O que custava mais à farmacêutica não eram as noites ao balcão, mas as tardes de sábado. As amigas iam para a praia e apareciam bronzeadas, saíam para a borga e voltavam com romances na ponta da língua. Ela ficava a dispensar medicamentos e a aconselhar as raparigas de Rabo de Peixe a cuidar dos filhos.

– Foi uma prisão. Chorei muitas vezes de raiva de estar ali fechada!

A farmácia é contemporânea da sida. Numa terra com todos os grupos de risco, era preciso combater o medo e deitar mãos à obra. Em Maio de 1995, Odette Ferreira e Filomena Ponte foram à Escola Secundária de Rabo de Peixe prevenir a juventude para o perigo. Como no Casal Ventoso, o Programa Troca de Seringas funcionava com uma unidade móvel.

A farmacêutica nunca teve medo. Sentiu-se bem recebida e até acarinhada desde o primeiro dia. Quando um viciado em cocaína ou heroína se aproximava da farmácia à procura de dinheiro fácil, os clientes do café Canadiano atravessavam a estrada e clareavam as ideias ao intruso.

– Pelo’ê! Pega drêt!

Desaparecia, desaparecia, ai dele se não percebesse a mensagem. Durante quatro anos, a Farmácia Borges da Ponte administrou metadona de substituição, a pedido da associação ARRISCA, que distribui as seringas e se dedica à recuperação dos toxicodependentes. Vacinação, nutrição, colesterol, glicémia, protecção solar de uma população muito exposta ao cancro da pele. Em Rabo de Peixe, há serviços farmacêuticos como na Avenida de Roma, com colaboração de enfermeira e nutricionista.

– A farmácia é um pilar da Saúde Pública.

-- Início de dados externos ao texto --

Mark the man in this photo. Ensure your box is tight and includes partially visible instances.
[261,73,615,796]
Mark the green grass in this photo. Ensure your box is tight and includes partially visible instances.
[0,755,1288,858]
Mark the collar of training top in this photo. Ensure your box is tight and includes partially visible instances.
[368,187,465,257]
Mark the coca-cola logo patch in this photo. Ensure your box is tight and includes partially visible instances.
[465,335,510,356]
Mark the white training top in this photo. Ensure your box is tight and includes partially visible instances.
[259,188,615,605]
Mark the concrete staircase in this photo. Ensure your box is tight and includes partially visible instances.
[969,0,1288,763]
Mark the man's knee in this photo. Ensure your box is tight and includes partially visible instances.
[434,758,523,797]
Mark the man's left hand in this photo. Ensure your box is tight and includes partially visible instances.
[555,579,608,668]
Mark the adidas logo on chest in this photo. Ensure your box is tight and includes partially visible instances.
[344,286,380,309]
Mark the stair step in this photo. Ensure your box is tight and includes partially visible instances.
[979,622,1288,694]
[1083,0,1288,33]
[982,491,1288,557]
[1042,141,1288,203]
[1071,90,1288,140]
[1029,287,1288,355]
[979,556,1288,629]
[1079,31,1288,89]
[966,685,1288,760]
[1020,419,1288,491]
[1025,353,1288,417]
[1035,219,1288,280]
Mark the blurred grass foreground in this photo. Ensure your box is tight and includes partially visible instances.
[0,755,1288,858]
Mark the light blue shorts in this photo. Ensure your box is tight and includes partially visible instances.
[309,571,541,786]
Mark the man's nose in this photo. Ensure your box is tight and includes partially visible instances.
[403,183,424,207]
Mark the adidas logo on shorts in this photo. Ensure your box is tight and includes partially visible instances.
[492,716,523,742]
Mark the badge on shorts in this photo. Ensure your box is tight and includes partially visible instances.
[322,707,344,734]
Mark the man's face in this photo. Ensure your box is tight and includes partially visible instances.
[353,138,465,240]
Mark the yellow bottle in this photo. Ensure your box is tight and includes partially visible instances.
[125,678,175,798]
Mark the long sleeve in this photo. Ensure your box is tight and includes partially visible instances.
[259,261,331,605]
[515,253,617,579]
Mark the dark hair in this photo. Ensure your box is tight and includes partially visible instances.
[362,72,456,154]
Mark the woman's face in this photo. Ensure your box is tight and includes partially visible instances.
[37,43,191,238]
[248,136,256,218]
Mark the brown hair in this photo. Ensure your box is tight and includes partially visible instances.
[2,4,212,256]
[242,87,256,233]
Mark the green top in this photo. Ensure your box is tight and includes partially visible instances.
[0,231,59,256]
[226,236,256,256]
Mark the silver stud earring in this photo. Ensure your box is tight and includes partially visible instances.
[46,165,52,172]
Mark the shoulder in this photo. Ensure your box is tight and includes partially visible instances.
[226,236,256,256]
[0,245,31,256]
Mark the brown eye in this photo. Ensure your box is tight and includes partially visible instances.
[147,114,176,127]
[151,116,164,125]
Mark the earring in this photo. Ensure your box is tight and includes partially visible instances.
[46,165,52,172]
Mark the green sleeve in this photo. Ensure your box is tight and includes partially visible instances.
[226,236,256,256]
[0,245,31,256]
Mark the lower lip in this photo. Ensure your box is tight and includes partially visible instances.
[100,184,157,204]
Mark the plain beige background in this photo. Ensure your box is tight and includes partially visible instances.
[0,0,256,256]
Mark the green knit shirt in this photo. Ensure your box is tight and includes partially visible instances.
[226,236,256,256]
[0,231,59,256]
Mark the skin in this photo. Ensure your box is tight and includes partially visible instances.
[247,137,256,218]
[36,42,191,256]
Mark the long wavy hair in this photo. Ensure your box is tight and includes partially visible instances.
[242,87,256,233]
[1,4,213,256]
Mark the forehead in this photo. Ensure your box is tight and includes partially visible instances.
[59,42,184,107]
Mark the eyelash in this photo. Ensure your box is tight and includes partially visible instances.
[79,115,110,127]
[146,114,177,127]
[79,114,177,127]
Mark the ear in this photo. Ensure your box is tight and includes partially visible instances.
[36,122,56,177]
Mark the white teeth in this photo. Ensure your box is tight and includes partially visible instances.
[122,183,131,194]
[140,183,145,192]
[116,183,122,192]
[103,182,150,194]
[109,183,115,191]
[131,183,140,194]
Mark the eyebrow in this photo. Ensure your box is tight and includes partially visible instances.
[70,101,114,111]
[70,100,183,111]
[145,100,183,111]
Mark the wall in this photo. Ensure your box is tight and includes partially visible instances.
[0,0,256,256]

António Pedro acredita no futuro. Se há mais de três mil munícipes da Ribeira Grande a viver do rendimento social de inserção, há dez anos eram o dobro. Uma em cada quatro crianças ainda é beneficiária, mas já quase todas se aguentam na escola, aprendem música, nadam e jogam futebol nos clubes do bairro.



O peixe dá ao rabo e Filomena Ponte é a prova disso. Vai investir numa farmácia nova, com estacionamento, Farmadrive e vários gabinetes, para consultas farmacêuticas e outros serviços. Está muito mal-enganado quem imaginar a farmacêutica de Rabo de Peixe fora da água.

– Fizemos a nossa casa definitiva aqui e é aqui que vamos ficar. A farmácia é como se fosse a minha filha mais velha. E a minha casa é em Rabo de Peixe, sem dúvida nenhuma.